Stretching Your Dollar
This is an archived article and the information in the article may be outdated. Please look at the time stamp on the story to see when it was last updated.

INDIANAPOLIS —  The coronavirus pandemic is affecting millions of Americans, and not just in the physical sense. 

In America, it’s estimated there are 14,000 coronavirus-related cyber attacks per day! 

That means it can affect your computer, your tablets, phones and your money.  But there is some helpful advice so you don’t become a victim.   

 “We have bad actors in cyberspace, who are very good at what they do and are highly motivated,” said Brian Linder, threat prevention manager with Check Point Software.

COVID-19 brings out the best in people and the worst. 

Those bad actors are motivated to take your money. They often target those who have lost the most because of the pandemic.  Hackers see a golden opportunity to steal your passwords, compromise your bank accounts and credit cards, steal your identity and wreak other havoc.  They set up websites to look like ones you are likely familiar with–they’re almost identical. 

The people at Check Point Software say since January, the average number of cyber attacks has multiplied by six times the normal amount.  In almost all cases, there are website links in these emails and you can easily be tricked into clicking on these deceptive links. It’s called “phishing” and once they reel in your username and password, everything you have, they have.
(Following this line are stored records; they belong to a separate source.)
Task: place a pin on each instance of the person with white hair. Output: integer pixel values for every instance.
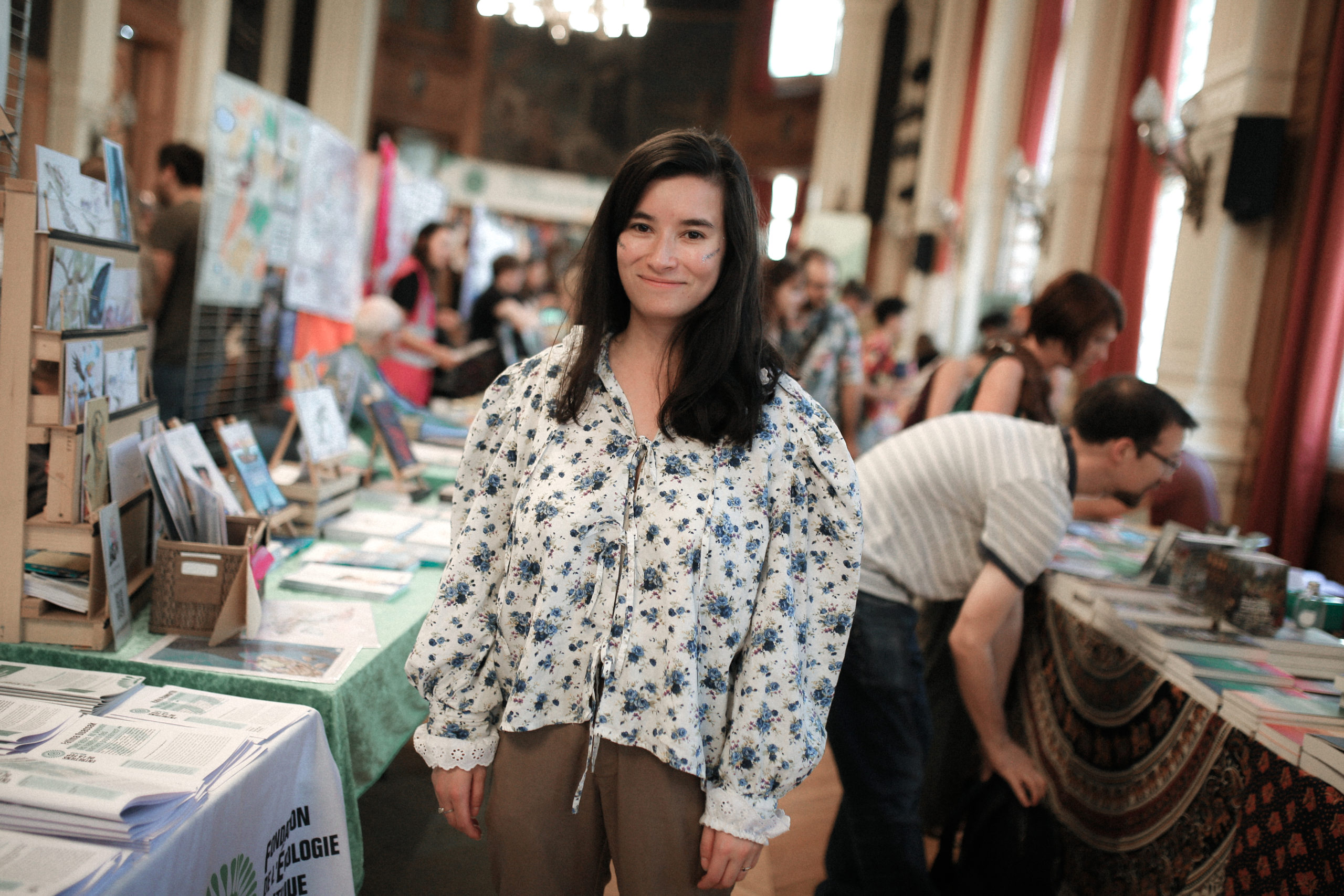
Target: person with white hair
(354, 370)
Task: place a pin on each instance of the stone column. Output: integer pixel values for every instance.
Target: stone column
(1003, 73)
(1220, 273)
(205, 47)
(342, 83)
(1093, 58)
(82, 61)
(848, 99)
(932, 296)
(276, 38)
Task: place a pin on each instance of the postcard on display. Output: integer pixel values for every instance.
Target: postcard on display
(84, 378)
(127, 469)
(121, 373)
(94, 473)
(389, 424)
(78, 288)
(114, 162)
(114, 570)
(241, 444)
(319, 623)
(121, 305)
(253, 657)
(167, 484)
(255, 719)
(195, 461)
(207, 512)
(319, 417)
(94, 208)
(58, 190)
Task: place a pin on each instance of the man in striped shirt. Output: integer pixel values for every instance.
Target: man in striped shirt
(961, 512)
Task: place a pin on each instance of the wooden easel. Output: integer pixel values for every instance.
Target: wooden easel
(284, 516)
(328, 469)
(406, 479)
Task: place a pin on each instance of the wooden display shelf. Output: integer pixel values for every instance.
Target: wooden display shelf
(50, 345)
(65, 628)
(65, 460)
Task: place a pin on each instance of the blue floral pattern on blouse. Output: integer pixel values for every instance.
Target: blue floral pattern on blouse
(710, 589)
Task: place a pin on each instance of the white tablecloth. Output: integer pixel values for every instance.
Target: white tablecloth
(276, 828)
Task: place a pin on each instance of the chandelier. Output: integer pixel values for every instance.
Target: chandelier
(601, 18)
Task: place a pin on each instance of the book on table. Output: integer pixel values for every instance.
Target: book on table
(1229, 669)
(1195, 640)
(349, 582)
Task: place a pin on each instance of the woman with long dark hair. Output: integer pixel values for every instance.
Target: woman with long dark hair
(656, 553)
(411, 368)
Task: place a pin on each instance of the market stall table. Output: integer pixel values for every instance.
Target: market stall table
(369, 715)
(279, 821)
(1156, 793)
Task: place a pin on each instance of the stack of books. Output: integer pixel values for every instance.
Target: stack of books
(1323, 755)
(1306, 652)
(1249, 710)
(80, 688)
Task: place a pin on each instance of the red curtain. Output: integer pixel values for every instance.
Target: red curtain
(1152, 47)
(1295, 450)
(968, 120)
(1046, 35)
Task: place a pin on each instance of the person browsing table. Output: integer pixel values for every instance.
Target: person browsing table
(656, 555)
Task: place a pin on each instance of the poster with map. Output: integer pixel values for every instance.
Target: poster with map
(252, 164)
(324, 269)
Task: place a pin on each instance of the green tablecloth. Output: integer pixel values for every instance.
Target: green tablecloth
(369, 714)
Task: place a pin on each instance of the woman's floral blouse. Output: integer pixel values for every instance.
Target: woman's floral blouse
(710, 590)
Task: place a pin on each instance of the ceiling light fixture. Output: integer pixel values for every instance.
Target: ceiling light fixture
(605, 19)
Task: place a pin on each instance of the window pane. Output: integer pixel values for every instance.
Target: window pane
(804, 37)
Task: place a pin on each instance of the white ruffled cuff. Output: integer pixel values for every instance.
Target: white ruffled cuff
(452, 753)
(754, 820)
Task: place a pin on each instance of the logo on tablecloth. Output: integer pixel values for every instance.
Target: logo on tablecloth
(236, 879)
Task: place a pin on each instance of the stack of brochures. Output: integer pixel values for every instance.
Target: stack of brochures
(116, 781)
(80, 688)
(258, 721)
(1306, 652)
(35, 864)
(349, 582)
(25, 723)
(58, 578)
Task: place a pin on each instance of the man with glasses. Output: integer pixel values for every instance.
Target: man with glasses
(960, 513)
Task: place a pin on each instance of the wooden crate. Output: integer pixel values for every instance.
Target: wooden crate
(47, 624)
(50, 345)
(65, 462)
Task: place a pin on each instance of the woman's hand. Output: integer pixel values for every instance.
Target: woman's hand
(460, 793)
(725, 859)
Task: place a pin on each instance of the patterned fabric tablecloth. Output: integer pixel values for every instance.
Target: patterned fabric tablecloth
(1156, 794)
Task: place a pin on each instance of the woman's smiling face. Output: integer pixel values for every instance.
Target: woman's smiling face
(671, 251)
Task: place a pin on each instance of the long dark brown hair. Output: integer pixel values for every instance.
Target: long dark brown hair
(718, 390)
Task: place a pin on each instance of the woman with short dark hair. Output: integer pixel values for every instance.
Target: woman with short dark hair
(655, 566)
(1073, 324)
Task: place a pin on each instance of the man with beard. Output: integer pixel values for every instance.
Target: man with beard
(960, 513)
(172, 246)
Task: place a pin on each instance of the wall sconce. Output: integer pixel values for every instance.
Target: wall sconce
(1171, 147)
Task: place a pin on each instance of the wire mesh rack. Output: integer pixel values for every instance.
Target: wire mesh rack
(17, 77)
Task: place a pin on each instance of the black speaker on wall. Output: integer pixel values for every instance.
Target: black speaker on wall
(1253, 172)
(925, 246)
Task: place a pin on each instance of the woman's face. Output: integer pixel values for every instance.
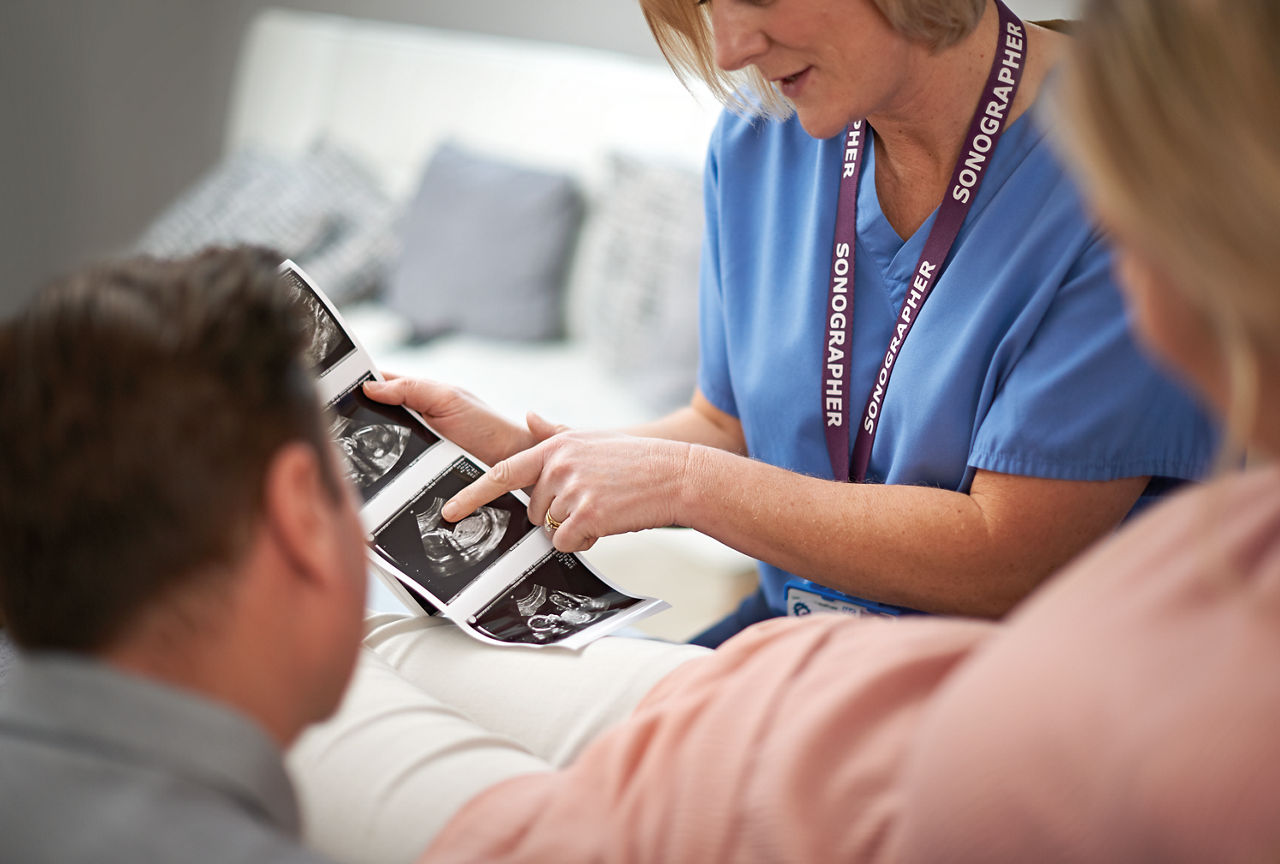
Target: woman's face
(836, 60)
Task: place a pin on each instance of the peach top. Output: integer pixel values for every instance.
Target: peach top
(1125, 712)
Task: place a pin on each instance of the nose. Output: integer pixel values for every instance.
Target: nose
(739, 37)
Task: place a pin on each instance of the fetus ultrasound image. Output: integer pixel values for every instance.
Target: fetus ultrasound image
(329, 343)
(446, 557)
(376, 440)
(553, 599)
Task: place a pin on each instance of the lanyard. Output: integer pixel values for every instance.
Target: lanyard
(984, 131)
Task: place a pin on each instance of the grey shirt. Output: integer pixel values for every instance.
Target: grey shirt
(99, 766)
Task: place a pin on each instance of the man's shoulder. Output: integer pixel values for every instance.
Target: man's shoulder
(65, 803)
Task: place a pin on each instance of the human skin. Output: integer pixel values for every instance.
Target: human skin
(926, 548)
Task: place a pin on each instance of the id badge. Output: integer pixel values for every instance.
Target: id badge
(809, 598)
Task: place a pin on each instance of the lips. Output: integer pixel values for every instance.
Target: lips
(794, 83)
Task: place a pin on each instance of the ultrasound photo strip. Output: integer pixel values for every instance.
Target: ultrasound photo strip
(405, 472)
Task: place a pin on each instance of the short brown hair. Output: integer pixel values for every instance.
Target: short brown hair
(142, 402)
(684, 33)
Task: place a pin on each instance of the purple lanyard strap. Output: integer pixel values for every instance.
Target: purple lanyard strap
(984, 129)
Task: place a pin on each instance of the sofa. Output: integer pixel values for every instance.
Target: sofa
(517, 218)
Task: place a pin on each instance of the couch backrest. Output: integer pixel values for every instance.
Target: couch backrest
(391, 94)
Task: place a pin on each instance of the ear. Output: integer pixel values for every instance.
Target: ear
(298, 510)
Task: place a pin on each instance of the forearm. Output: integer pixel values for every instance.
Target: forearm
(919, 547)
(698, 423)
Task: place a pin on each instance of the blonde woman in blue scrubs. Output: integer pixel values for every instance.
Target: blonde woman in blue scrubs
(891, 246)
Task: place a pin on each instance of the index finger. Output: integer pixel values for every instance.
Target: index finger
(516, 472)
(417, 393)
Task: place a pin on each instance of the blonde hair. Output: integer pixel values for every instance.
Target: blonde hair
(682, 30)
(1171, 114)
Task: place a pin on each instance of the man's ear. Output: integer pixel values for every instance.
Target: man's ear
(298, 508)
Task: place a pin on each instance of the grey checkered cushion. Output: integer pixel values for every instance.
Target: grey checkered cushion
(323, 210)
(634, 293)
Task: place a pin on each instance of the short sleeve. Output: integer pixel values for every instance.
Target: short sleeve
(713, 368)
(1083, 402)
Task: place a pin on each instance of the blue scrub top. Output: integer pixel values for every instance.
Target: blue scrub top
(1020, 362)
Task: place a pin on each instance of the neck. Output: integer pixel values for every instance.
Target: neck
(920, 133)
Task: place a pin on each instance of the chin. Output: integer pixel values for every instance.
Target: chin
(821, 127)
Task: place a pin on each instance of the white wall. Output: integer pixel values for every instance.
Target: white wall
(112, 106)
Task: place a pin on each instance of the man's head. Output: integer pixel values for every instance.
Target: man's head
(149, 411)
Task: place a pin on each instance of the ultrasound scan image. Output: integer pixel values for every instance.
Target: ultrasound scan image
(446, 557)
(556, 598)
(375, 440)
(329, 343)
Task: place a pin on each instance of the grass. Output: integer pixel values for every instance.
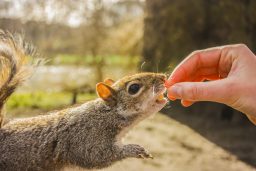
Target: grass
(44, 100)
(88, 60)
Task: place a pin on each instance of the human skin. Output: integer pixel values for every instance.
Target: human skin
(230, 72)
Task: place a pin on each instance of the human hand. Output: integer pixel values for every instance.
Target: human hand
(231, 70)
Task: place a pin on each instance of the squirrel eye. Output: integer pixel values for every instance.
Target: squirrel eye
(133, 89)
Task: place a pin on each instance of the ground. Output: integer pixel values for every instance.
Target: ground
(176, 147)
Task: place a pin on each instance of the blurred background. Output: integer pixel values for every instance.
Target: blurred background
(86, 41)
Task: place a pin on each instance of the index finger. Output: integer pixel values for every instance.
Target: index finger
(191, 65)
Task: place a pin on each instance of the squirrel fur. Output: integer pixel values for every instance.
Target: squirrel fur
(88, 136)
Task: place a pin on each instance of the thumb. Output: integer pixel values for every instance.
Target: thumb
(217, 91)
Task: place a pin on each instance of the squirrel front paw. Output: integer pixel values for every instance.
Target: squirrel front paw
(134, 150)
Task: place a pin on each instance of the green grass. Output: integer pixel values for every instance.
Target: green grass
(88, 60)
(44, 100)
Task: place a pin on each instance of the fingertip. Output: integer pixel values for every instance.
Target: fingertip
(186, 103)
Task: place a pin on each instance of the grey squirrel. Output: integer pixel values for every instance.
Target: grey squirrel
(88, 136)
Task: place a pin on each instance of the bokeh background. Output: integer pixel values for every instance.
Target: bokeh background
(85, 41)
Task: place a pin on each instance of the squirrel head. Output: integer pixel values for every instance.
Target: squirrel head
(136, 94)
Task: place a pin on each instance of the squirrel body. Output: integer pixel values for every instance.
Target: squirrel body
(88, 136)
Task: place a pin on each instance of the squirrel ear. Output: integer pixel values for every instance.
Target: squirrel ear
(104, 91)
(109, 81)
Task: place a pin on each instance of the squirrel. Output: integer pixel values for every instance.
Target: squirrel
(88, 136)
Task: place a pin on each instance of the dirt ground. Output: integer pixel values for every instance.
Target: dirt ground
(176, 147)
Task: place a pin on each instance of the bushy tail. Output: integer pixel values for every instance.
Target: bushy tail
(14, 65)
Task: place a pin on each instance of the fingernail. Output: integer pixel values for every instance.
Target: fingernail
(176, 91)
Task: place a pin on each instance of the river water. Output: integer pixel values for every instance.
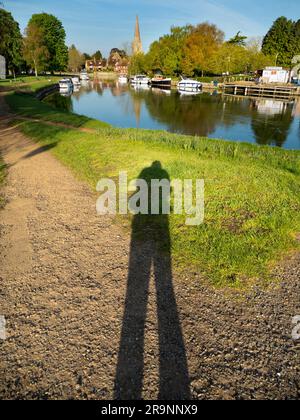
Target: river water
(261, 121)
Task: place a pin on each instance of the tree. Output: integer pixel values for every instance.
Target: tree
(97, 56)
(280, 41)
(238, 39)
(86, 56)
(199, 48)
(138, 64)
(229, 58)
(76, 59)
(166, 54)
(54, 39)
(257, 60)
(10, 40)
(35, 52)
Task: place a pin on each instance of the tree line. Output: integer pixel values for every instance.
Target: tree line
(202, 50)
(191, 50)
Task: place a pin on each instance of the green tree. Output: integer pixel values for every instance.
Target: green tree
(54, 39)
(87, 56)
(166, 54)
(229, 58)
(76, 59)
(238, 39)
(97, 56)
(280, 41)
(10, 40)
(138, 64)
(35, 52)
(200, 46)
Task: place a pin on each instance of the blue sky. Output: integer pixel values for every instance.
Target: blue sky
(104, 24)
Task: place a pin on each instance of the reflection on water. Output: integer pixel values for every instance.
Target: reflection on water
(261, 121)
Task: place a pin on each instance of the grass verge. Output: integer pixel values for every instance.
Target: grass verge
(252, 193)
(2, 177)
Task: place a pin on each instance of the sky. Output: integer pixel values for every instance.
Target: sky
(104, 24)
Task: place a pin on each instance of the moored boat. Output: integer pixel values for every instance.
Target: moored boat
(76, 81)
(65, 84)
(189, 85)
(84, 75)
(123, 79)
(140, 79)
(161, 82)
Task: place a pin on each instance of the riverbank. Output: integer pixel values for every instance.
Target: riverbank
(252, 193)
(2, 177)
(69, 279)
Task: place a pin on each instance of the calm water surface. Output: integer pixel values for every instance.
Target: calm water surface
(262, 121)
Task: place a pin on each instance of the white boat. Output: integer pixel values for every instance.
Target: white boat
(84, 75)
(76, 81)
(123, 79)
(161, 82)
(140, 79)
(65, 84)
(189, 85)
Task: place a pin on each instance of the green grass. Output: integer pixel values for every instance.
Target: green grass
(28, 83)
(2, 177)
(27, 105)
(252, 200)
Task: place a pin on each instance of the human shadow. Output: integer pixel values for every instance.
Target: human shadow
(151, 248)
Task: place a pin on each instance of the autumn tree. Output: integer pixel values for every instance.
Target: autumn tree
(10, 40)
(138, 64)
(166, 54)
(238, 39)
(35, 51)
(199, 48)
(76, 59)
(54, 40)
(280, 41)
(230, 59)
(97, 56)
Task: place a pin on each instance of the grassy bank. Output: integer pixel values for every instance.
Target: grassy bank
(2, 177)
(252, 199)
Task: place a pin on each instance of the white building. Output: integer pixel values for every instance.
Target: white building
(275, 75)
(2, 67)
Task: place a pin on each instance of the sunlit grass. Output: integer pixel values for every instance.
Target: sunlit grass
(252, 198)
(27, 106)
(252, 205)
(2, 177)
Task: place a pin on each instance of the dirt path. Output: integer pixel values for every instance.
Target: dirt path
(63, 284)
Tip No. 1: Don’t click on links that are sent directly to you.  Instead, go directly to the official website you think the link is coming from and see if it’s real. 

Tip No. 2: Look into cyber software to protect you from scams.  Check Point has its own software,  but whatever you use, there are a few key things to remember.

“First and foremost, the number one misconception is that you only have to install protective software on your laptop and desktop, because these things can’t happen on a mobile device or a tablet like an iPad, but that’s false,” says Linder.

Consider installing the backstops on all your devices to give you complete protection and peace of mind.  Most people don’t know the extent of what some software does.  The best anti-phishing software does much more than you know. 

These tools will actually stop you from arriving at deceptive websites, even if you should happen to click the links.  Or if you happen to end up at one of the phony websites, they can stop you from entering your usernames and passwords. 

Most software out there costs money, but those programs can save you money by protecting you.  Weigh it before you buy it; the small cost of these tools can save you so much in headache and recovery costs.